Similarly, as Microsoft has introduced ads in its OpenAI-powered Bing search engine, it’s also opting not to create a new buying interface to make less work for advertisers.

The search giant also announced new AI-driven formats to create ads driving people toward a purchase, more ways for brands to have a visual identity on Google and new tools using AI to generate creative assets.

“We believe the investments will put Google at the forefront of this AI paradigm shift,” said Kristen O’Hara, vp of agency, platforms and client solutions at Google, at a press event ahead of GML in New York.

Enhancing the consumer journey

Google is making it easier for brands to guide customers toward a purchase with the help of AI.

For example, with a new AI search experience, someone searching for storage facilities might click on the ad of a particular brand. Then the user could upload photos of the items they needed stored, and that storage site could recommend the most suitable containers.

Google executives said this new format was in early tests and wouldn’t share further examples of how this might work outside of this storage example.

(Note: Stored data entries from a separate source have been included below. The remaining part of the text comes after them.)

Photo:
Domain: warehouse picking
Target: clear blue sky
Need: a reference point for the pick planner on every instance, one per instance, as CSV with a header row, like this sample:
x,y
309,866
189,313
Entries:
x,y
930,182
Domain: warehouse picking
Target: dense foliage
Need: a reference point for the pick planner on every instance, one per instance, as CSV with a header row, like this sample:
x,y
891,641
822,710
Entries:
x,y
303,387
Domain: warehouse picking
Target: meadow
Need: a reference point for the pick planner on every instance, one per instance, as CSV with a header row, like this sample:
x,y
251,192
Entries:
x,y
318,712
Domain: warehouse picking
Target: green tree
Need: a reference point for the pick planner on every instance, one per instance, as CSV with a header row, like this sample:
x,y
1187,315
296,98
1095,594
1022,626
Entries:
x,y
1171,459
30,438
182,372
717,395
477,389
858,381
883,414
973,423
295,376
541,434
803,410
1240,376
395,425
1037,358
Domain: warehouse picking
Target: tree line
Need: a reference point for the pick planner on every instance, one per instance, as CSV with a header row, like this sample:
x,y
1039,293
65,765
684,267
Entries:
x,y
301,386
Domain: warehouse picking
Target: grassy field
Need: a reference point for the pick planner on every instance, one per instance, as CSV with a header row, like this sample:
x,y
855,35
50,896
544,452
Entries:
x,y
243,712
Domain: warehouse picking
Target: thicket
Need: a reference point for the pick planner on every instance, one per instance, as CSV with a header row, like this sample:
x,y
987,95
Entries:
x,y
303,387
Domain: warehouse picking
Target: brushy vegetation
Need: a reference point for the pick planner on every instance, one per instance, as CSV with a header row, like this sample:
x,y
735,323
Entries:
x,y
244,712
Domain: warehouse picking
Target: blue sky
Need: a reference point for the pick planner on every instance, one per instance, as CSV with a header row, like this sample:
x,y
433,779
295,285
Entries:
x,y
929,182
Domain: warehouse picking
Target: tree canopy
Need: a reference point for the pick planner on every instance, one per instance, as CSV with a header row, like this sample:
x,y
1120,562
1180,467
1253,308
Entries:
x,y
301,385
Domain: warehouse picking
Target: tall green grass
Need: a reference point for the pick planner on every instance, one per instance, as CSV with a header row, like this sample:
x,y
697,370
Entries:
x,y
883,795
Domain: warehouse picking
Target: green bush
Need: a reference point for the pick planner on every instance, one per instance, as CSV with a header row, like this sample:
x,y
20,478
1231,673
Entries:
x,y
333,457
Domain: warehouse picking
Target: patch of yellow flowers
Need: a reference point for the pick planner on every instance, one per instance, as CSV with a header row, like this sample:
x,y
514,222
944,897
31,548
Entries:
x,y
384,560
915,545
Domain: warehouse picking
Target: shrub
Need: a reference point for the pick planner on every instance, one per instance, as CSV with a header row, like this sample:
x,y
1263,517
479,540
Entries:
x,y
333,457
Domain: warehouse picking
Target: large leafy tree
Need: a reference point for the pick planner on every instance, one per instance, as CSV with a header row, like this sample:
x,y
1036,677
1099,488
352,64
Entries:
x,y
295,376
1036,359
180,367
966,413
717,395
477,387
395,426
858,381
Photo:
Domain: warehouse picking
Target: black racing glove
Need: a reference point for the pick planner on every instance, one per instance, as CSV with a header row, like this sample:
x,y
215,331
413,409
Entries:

Google is also expanding its virtual try-on technology to advertising, specifically for men’s and women’s tops in the apparel category. The tech lets shoppers see clothing on various body types.

Visual upgrade

Google has also rolled out tools to make brands look more compelling in Search and Shopping results.

When users search for a brand, Google will create a visual profile for that company: a collage of images, videos and other information that comes from what the brand has already uploaded into Google and Google’s Shopping Graph, a data set of what Google knows about the world’s products and sellers.

An example of Google’s new visual brand profiles.Google

Additionally, Google is letting brands link short-form videos to their Shopping ads. Searching for a shirt in Shopping results could pull up a clip of how it looks on a creator, or different ways to style it.

Like other platforms, Google also announced generative AI tools for creative. They include the ability to generate videos from a single photo within Google’s Product Studio suite, and the ability for brands to give guidelines to the AI-buying tool Performance Max on attributes like font and color, which the tool will then use in image generation.